Evaluating the Value of Advanced Planning and Concurrent Planning

  1. Number of planners per value stream
    1. The ideal is one planner per value stream for raw materials, intermediates, and finished products for the entire horizon.
    2. Benchmark companies have no more than two planners per value stream for the entire horizon. The split in responsibility can be dictated by the nature of the supply chain, for example
      1. Split by time frame, short and long term
      2. Split by level of production, raw/pack and finished/intermediate.
      3. Split by production planning, distribution planning.
  2. Ratio of Capacity to Demand
    1. Low ratios of capacity to demand required that the production lines are always producing the highest priority products, as there is no spare capacity to waste, and limited recovery capability from any mismatches in demand and supply.
  3. Number of products produced on each operation:
    1. The number of possible schedules increases exponentially as the number of products per operation increases.
    2. The planners task is to find the schedule that results in the lowest setup costs while maximizing customer service:
      1. 4 products = 24 possible production sequences
      2. 5 = 120
      3. 6 = 720
      4. 7 = 5,040
      5. 8 = 40,320
      6. 15 = 1.3 trillion possible production sequences
  4. Number of possible production line options for each SKU.
    1. Adds additional permutations to the number of possible schedules and increases the difficulty of finding the optimum schedule.
  5. Efficiency losses due to setups.
    1. An indicator that there may be value in finding the most efficient production sequence.
  6. Number of levels of production.
    1. The best schedule for one level is almost never optimum at other levels, and may not be feasible at the other levels.
    2. The planner’s task is to find the best compromise that is feasible at all levels.
  7. Efficiency losses due to intermediate inventory blocking or starvation.
    1. An indicator that there may be value in better capability to model the storage constraints between levels.
  8. Amount of storage between levels of production.
    1. What is the amount of storage between levels, expressed as time? (# of days or # of hours at average production levels)

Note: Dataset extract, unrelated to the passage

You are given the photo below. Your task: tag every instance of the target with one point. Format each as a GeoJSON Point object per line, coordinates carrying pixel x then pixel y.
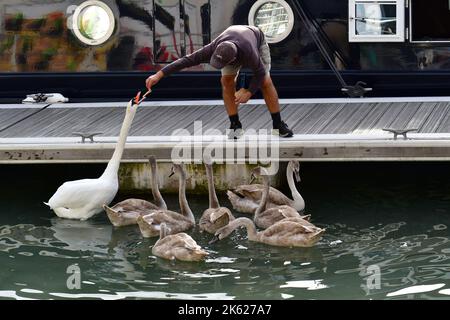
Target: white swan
{"type": "Point", "coordinates": [81, 199]}
{"type": "Point", "coordinates": [246, 198]}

    2. The chance of blocking and starvation increases as the storage time decreases.
  9. Batch size and rounding coordination requirements between levels. For example, batch quantities of critical materials, pallets, tanks or containers, packaging materials, labels.
  10. Are there intermediate operations shared by multiple value streams?
    1. Visibility of requirements and collaboration is required to efficiently plan shared operations.
  11. Non-production resources shared with other operations and degree of coordination required, for example staffing, tools, setup crews, washout stations.
  12. Number of distribution centers.
    1. As the number of distribution centers increases, demand variability at each distribution center increases, and safety inventory is divided among more locations.
  13. Frequency of the planning cycle.
    1. The length of the planning cycle is part of response time, decreasing response time decreases safety inventories.
    2. Without better tools, increasing the frequency of the planning cycle will increase the planner’s workload.
    3. Does the current system have a lower limit for the frequency of the planning cycle based on bucket sizes (daily/weekly), computing power, or computing time?
  14. How often is the plan changed outside the normal planning cycle
    1. Frequent changes to the plan outside the normal cycle consume planner effort, and are a symptom of a planning cycle that is too long for the current levels of inventory and variability.
  15. Reaction time to respond to a plan being off track:
    1. Sum of the time to recognize that the plan is off track, change the plan, produce, and ship.
    2. Reducing the reaction time will decrease the amount of safety inventory required.
  16. Number and nature of constraints.
    1. An indicator that there may be value in a planning system that can accurately model the constraints.
  17. Is coordination of production and shipping required at a lower level than daily time buckets?
    1. A planning system that operates on a continuous time stream is needed in order to effectively coordinate activities at the daily level.